No supo que responder, molestia no definía de forma certera lo que inundaba su pecho estando ahí. Herido era lo más correcto, estar junto a ella y en esa casa plagada de sinsabores que aplastaban las memorias felices le dolía.

—Entiendo, estarías incómodo. —Tantas veces ella hizo lo mismo con él, que le pareció un castigo ideal para su indiferencia.

—No es eso... Yo, prometí no volver a molestarte. Si lo hice hoy no fue por mí.

—Si te quedas, tu papá estará muy feliz de verte por la mañana.

—¿De verdad me quieres aquí? —sus ojos la miraron directo, la incredulidad plasmada en su expresión guardaba un toque de anhelo.

Ella asintió, primero con una casi imperceptible sacudida de cabeza, luego con una clara afirmación:

—Quédate, esta también es tu casa.

Sus labios se cerraron, no podía ser más efusiva, nunca estuvo en su carácter. Sin decir más, comenzó a guardar una a una cada cosa que su hijo compró para ella; su hijo, se repitió; el hijo que todavía le permitía quererlo pese a su deplorable comportamiento para con él, del que esperaba ganarse el perdón que la dejara ser parte de su vida.

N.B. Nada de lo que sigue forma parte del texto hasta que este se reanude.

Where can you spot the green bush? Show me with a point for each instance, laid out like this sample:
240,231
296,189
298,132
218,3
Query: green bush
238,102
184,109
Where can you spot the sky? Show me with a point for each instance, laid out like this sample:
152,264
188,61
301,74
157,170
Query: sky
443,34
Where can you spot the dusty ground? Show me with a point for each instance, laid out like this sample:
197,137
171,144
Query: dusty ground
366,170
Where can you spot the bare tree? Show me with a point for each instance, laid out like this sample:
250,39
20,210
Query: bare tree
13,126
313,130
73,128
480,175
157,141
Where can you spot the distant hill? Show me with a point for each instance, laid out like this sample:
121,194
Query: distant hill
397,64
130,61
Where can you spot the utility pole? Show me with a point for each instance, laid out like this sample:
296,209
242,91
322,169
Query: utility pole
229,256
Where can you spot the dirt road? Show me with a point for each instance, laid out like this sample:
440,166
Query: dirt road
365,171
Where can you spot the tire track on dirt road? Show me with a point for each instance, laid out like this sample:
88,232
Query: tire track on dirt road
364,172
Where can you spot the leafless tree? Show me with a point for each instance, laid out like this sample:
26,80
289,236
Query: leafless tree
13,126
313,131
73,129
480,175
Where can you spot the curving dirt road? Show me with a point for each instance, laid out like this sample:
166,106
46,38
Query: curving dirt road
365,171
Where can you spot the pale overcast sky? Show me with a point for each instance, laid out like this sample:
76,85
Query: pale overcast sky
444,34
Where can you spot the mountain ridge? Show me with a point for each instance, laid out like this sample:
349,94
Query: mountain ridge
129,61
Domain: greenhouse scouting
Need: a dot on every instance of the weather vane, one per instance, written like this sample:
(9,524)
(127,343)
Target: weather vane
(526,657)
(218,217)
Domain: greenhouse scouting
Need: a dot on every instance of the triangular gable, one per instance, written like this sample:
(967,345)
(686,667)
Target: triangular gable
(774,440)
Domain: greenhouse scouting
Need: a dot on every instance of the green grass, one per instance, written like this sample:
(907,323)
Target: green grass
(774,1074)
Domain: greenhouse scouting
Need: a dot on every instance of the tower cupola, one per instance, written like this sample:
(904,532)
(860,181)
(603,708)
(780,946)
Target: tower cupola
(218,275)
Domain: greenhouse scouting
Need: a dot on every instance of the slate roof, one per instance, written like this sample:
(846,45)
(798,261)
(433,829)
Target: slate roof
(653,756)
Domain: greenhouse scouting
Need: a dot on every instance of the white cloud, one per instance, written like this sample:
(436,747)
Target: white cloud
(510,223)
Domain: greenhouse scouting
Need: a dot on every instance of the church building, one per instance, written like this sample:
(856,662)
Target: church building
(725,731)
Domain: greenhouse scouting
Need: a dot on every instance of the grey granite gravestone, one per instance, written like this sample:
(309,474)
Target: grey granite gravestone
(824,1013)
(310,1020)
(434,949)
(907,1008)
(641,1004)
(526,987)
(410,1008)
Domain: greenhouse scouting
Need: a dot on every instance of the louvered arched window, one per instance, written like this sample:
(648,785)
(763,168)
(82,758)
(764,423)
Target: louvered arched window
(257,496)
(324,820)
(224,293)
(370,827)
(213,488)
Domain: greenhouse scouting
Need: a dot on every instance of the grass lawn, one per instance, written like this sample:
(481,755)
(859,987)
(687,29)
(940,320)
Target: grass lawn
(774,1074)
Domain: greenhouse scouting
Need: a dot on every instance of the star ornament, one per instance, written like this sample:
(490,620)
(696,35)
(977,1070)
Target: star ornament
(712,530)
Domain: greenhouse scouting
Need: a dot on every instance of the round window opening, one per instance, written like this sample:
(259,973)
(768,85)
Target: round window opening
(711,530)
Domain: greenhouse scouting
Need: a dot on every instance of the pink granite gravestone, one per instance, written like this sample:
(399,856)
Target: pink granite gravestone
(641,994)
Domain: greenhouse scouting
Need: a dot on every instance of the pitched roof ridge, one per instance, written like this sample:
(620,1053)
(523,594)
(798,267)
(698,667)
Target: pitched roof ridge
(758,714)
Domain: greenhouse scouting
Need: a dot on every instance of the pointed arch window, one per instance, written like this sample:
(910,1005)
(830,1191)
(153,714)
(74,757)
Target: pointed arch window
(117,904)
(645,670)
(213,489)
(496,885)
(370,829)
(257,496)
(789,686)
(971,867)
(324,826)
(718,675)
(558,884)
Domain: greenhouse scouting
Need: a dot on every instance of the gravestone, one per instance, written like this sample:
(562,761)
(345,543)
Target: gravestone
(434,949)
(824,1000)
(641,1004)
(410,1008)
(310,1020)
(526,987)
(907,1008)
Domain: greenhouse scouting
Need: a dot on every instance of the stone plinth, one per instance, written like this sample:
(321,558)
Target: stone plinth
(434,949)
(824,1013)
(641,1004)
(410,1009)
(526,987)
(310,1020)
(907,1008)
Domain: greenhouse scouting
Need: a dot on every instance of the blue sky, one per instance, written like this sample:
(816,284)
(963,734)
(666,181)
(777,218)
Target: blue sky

Este capítulo lo pensé mucho, como profesional de la salud mental y emocional, conozco las ventajas de una intervención oportuna, no obstante, cuando ha pasado tanto tiempo, es difícil predecir la forma que un daño psicológico terminará adquiriendo. No obstante, también se vale tener fe en que el tiempo si bien no cura todo, sí puede hacer menos profunda la herida. Eso quise plasmar aquí, tal vez sea poco realista, pero me pareció un mensaje esperanzador.